# DIE GILDE 2 - paar Fragen ...



## DaOarge (20. September 2006)

Funzt bei euch die automatische Gebäude Verwaltung ? Kurz nachdem ich es aktiviert habe fahrt der Karren einmal zum Markt und dann wars das ... er macht nichts weiter, er kauft nicht, er verkauft nicht usw. ...

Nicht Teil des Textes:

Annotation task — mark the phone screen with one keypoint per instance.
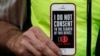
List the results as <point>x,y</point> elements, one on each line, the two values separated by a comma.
<point>63,28</point>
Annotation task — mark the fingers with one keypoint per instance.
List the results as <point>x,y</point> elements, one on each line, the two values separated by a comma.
<point>42,37</point>
<point>39,46</point>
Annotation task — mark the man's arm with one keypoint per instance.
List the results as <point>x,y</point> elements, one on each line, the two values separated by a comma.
<point>7,31</point>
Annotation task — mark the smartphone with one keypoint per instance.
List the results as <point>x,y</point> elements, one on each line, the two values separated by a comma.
<point>63,27</point>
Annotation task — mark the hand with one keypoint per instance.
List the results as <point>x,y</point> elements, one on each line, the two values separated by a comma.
<point>33,42</point>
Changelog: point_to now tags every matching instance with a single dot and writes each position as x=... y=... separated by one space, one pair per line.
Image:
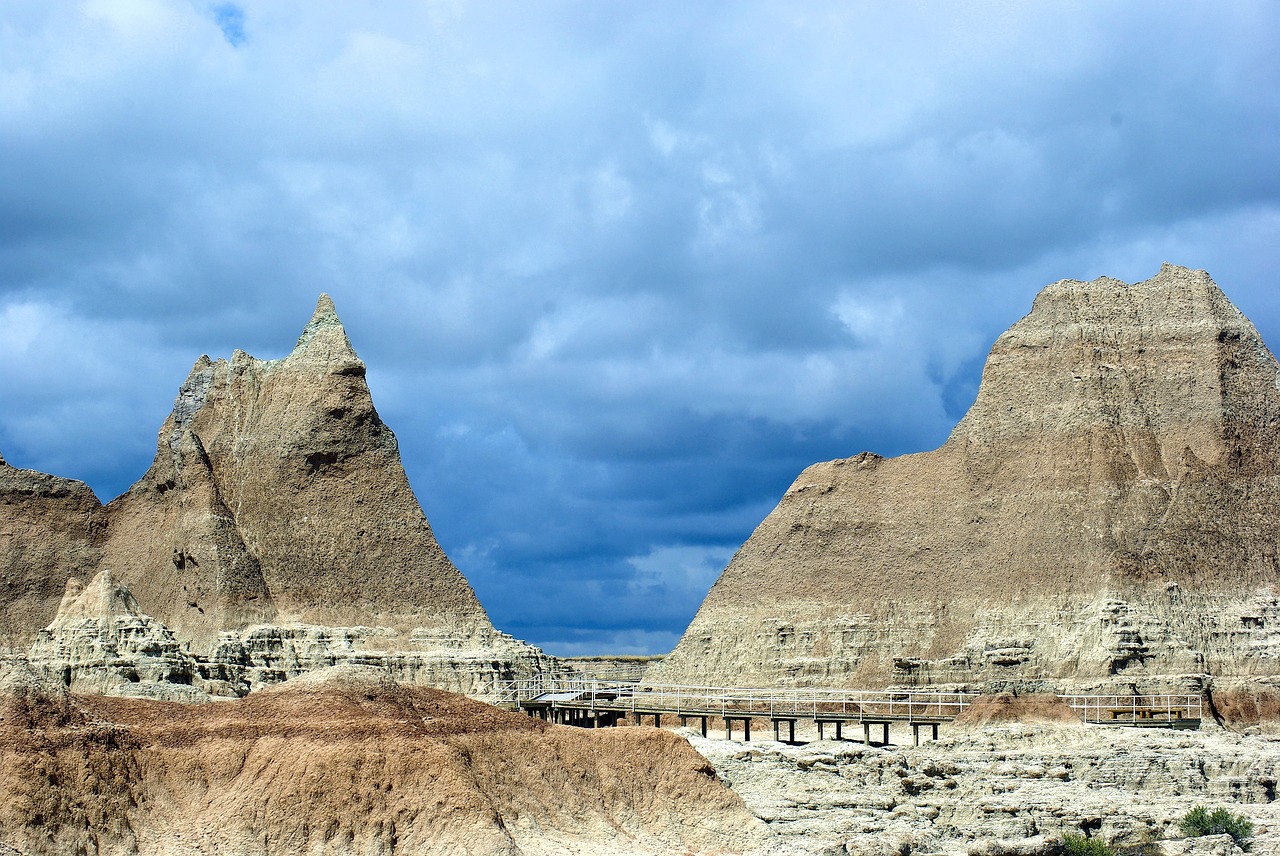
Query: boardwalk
x=595 y=704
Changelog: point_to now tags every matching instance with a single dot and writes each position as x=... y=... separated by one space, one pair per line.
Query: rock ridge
x=274 y=532
x=1102 y=516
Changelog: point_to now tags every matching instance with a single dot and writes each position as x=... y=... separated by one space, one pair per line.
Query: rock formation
x=1106 y=512
x=1006 y=790
x=100 y=641
x=274 y=534
x=339 y=763
x=278 y=494
x=49 y=531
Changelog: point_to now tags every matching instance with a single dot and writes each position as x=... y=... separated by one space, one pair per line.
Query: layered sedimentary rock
x=278 y=494
x=342 y=763
x=100 y=641
x=1005 y=790
x=49 y=531
x=274 y=534
x=1106 y=512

Wie kann man eigene Kinder im eigenen Betrieb arbeiten lassen ? Funzt das überhaupt ? Mein Sohn ist erwachsen, aber er kann nicht in meiner Bäckerei arbeiten - warum ?

Danke erstmal


----------



## chaos777 (20. September 2006)

quckmal hier rein ein gutes forum fürs Spiel  
http://forum.jowood.de/forumdisplay.php?f=469


----------



## RoTTeN1234 (21. September 2006)

DaOarge am 20.09.2006 21:55 schrieb:
			
		

> Funzt bei euch die automatische Gebäude Verwaltung ? Kurz nachdem ich es aktiviert habe fahrt der Karren einmal zum Markt und dann wars das ... er macht nichts weiter, er kauft nicht, er verkauft nicht usw. ...
> 
> Wie kann man eigene Kinder im eigenen Betrieb arbeiten lassen ? Funzt das überhaupt ? Mein Sohn ist erwachsen, aber er kann nicht in meiner Bäckerei arbeiten - warum ?
> 
> Danke erstmal




Die KI Verwaltung ist verbuggt, Kinder können nur in einem eigenen Betrieb arbeiten. Genau wie alle Dynastiemitglieder.


Andere Frage: geht bei irgendjemand die Amtswahl?


----------